Rome has been in political deadlock since the outcome of the general election in early March, where no party or coalition gained a majority to govern in parliament. President Sergio Mattarella announced Monday that there are only two options to find a new government: either political parties accept a caretaker government until December and elections take place afterwards; or Italy heads to a new vote in July or in the fall.
"We can't wait any longer," Mattarella told journalists in Rome. "Let the parties decide of their own free will if they should give full powers to a government... or else new elections in the month of July or the autumn."
Mattarella wants to avoid a vote in the summer due to citizens potentially being away on holiday. Elections in the fall could also pose problems for the approval of the next budget. If Italy opts for a caretaker government then this would be formed by policy experts appointed by the president and they would not be able to run in the next election to ensure impartiality.
"There is a high risk (80 percent) that Mattarella's call on the rival political parties to support a 'neutral' government will go unheard," Wolfgango Piccoli, co-president of Teneo Intelligence, said in a note Monday.

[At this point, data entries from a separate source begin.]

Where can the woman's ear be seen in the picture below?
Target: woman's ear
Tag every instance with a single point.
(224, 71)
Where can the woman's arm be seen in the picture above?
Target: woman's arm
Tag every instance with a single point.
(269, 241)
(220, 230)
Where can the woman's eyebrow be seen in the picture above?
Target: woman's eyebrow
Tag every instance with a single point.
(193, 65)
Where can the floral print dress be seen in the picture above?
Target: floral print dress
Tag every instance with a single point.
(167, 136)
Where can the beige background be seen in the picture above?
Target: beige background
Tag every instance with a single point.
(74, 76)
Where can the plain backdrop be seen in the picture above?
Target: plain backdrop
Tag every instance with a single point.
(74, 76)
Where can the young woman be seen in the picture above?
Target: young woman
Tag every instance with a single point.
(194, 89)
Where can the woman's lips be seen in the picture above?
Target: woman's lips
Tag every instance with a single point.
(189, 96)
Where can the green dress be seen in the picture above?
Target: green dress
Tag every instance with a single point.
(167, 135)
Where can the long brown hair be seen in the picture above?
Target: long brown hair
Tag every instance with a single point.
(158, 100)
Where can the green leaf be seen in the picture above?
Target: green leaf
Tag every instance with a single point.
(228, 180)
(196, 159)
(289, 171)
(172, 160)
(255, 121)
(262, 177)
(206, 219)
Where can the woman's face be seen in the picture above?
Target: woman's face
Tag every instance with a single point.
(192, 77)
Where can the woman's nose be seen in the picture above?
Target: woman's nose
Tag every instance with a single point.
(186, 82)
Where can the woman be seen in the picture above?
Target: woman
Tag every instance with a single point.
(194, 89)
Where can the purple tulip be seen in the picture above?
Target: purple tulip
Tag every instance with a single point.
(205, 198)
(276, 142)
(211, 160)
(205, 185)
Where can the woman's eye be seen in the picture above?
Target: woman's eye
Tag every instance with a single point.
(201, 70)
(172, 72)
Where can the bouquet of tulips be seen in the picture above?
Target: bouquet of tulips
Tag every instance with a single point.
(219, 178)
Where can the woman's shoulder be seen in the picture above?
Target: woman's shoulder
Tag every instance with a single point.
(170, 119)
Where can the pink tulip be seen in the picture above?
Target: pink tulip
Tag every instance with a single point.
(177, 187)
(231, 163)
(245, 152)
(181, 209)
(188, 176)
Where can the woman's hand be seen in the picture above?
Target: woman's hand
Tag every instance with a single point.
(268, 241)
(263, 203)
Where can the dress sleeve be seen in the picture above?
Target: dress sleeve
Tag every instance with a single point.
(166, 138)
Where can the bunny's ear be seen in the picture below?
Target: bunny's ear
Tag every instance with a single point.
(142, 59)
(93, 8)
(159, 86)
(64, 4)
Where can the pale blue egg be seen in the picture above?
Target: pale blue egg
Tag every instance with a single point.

"Both the Five Star Movement (M5S) and the League (Lega) have said they will not support a technocratic government and called for early elections in July. A negative vote by both parties would mean that the president-sponsored government will fail to secure the required confidence vote," Piccoli added.

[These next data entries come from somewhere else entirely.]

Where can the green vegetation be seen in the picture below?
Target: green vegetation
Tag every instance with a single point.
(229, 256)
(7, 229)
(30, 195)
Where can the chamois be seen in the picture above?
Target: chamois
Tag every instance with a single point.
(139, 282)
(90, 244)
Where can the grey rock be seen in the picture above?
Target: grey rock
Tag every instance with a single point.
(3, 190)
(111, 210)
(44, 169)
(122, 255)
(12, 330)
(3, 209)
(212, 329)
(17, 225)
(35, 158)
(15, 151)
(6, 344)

Luigi di Maio, leader of M5S, which received the most votes in the March election, said on Twitter that he doesn't believe in a "neutral" government and called for elections in July.
Italy has never repeated elections within a few months of the initial vote.
Piccoli added that the current impasse could increase support for the populist parties. "It is also just a matter of time until the debate on a possible referendum on the euro starts hitting the headlines again," he said.
The yield on the note was higher Tuesday, reaching 1.7810 percent by 7:30 a.m. London time after closing at 1.763 percent on Monday.